Mental illnesses are prevalent and impairing conditions in the United States, with a 26% 12-month prevalence, and a 46% lifetime prevalence (Kessler, Chiu, Demler, & Walters, 2005; Kessler, Berglund, Demler, Jin, Merikangas, & Walters, 2005). In the United States, 5.8% of the population is considered as having a serious mental illness (SMI). The term SMI is used in federal regulations that refer to disorders that interfere with at least one area of social functioning. Mental illnesses are often stigmatized by the public and generally this stigma is regarded as an issue of concern, but the research indicates an inconsistent relationship between the presence of stigma and mental health (Mak, Poon, Pun & Chung, 2007). Given that stigma is both a social issue and a psychological issue, pitting in-groups against out-groups, it is often addressed in psychosocial treatment groups. The current study sought to generate a grounded theory model of stigma experiences and therapeutic changes experienced by those participating in a recovery-focused, psychoeducational group treatment program for persons with SMI, the Wellness Management and Recovery (WMR) program.

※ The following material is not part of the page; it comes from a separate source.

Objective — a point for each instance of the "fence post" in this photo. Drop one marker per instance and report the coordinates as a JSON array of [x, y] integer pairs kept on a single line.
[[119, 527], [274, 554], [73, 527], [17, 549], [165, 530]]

Qualitative data were collected from 12 participants of the WMR program. Two higher order themes emerged. The first theme regarded participant experiences with mental illness and stigma, while the second theme regarded their responses to these phenomena. These two themes, experiences and response to mental illness and stigma, provide a unique viewpoint on the relationships between mental illness, public stigma, and internalized stigma from the perspective of WMR participants. Subordinate themes including benefits, limitations, coping, and disclosure of mental illness are described by participants, as well as the role of WMR in promoting mental health recovery and lessening internalized stigma. Participants also reflected on their experience and put forth hypotheses for the development, persistence, and consequences of both public and internalized stigma. Finally, participants provided suggestions for reducing stigma in the general public.
Results of this study help to elucidate the complicated associations between symptoms of mental illness, coping, and how public and internalized stigma complicate the recovery process. Further support is provided for theories of stigma as a harmful social process with dire consequences for the internal and external environments of the stigmatized individual (Corrigan, 2004).